100メートル超の大型古墳が9基もある古墳公園のあけぼのは壮観そのものでした。

「埼玉(さいたま)」の県名の由来にもなった「さきたま(前玉)」という古墳群の名前は,実はこの地で古代から祭られている産土神の名。今は古墳群にある円墳の頂に鎮座する前玉神社(さきたまじんじゃ)の祭神,前玉比古命(さきたまひこのみこと)と前玉比売命(さきたまひめのみこと)は,上古のころ,この地に君臨した古墳の被葬者たちの氏神ないし祖神では,と考えられています。
 年代的には5世紀後半から7世紀までにかけて,おそらくはこの地の歴代の王(きみ)達が眠る王家の谷ともいうべき場所。冒頭の稲荷山古墳に眠る乎獲居(ヲワケ)もその一人。
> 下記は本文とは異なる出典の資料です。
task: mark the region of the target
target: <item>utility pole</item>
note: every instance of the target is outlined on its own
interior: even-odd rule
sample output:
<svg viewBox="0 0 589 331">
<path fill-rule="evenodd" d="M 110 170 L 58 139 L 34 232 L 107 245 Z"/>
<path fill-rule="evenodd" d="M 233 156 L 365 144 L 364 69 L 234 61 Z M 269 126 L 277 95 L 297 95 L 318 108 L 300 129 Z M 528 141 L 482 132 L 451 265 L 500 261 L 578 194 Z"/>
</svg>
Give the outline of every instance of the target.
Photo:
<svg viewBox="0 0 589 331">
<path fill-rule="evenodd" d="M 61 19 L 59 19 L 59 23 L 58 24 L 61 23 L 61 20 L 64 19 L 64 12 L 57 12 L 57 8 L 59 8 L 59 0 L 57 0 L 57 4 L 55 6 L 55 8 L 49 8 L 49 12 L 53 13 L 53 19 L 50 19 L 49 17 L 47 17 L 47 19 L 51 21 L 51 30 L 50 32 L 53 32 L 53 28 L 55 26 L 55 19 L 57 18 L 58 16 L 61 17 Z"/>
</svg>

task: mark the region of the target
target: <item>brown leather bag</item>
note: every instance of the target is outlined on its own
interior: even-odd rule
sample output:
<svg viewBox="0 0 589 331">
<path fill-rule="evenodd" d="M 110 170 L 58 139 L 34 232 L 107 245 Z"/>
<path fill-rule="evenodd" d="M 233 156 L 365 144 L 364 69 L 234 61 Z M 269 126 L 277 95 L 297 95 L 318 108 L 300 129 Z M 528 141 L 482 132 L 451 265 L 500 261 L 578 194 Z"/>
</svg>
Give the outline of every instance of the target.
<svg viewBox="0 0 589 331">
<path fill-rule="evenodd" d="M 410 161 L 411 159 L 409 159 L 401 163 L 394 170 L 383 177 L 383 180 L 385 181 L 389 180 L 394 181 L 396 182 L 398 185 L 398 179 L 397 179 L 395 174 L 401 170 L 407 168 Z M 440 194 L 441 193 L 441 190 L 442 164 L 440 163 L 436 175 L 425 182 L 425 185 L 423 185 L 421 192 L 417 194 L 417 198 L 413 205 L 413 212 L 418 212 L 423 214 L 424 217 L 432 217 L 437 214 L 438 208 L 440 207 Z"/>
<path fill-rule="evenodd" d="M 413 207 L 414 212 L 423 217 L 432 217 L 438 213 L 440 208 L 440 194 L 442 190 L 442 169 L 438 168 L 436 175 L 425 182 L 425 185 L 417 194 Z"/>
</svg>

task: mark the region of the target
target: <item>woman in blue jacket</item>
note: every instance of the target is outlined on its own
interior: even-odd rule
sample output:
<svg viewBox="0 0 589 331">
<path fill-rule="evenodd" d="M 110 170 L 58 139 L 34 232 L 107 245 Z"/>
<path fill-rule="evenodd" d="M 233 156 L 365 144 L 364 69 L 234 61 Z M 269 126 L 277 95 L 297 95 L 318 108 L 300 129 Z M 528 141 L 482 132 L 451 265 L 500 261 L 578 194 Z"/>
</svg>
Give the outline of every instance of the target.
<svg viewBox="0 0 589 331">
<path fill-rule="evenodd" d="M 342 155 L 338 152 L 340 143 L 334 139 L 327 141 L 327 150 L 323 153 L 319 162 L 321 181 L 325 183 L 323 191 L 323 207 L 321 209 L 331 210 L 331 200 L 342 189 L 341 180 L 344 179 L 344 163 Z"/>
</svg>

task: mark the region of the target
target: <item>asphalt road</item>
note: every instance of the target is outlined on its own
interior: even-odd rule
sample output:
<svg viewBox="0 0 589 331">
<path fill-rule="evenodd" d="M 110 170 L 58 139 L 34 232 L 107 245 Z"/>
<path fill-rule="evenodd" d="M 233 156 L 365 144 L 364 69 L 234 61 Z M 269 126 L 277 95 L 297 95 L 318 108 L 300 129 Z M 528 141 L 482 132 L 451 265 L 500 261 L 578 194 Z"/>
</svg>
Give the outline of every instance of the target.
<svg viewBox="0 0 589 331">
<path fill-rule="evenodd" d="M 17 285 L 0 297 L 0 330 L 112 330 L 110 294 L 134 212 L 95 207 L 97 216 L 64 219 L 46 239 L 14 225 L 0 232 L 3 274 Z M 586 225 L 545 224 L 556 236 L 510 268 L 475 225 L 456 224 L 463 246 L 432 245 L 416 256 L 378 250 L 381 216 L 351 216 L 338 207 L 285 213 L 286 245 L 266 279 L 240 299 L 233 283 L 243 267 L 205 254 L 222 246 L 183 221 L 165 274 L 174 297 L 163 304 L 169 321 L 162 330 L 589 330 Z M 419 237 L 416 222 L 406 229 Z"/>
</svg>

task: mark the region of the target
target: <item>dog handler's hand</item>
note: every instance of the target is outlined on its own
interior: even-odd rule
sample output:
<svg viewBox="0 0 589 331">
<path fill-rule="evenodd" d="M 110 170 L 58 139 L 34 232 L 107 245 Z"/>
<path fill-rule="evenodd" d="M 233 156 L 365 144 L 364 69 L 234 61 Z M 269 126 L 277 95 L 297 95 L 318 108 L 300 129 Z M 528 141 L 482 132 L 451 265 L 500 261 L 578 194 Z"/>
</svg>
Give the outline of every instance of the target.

5世紀後半,古墳群で最も早くに築造された大型古墳の主ゆえ,ワカタケル大王(雄略天皇)の杖刀人首(いわば近衛長官)としてヤマト王権での要人となると同時に,ここ「さきたま」に君臨した最初の有力な王(きみ)だろうと考えられています。





時刻はやがて7時になり,次第に朝日も強みを帯びてきました。

そして,さきたま古墳群最大の前方後円墳,二子山古墳の方墳側からついに太陽が覗きました

大寒の凛とした朝日に映える巨大な墳丘に,往古の昔に,无邪志(むさし)の国に一大勢力を誇った一族の威容を肌身に感じたような,早朝のさきたま古墳公園でした。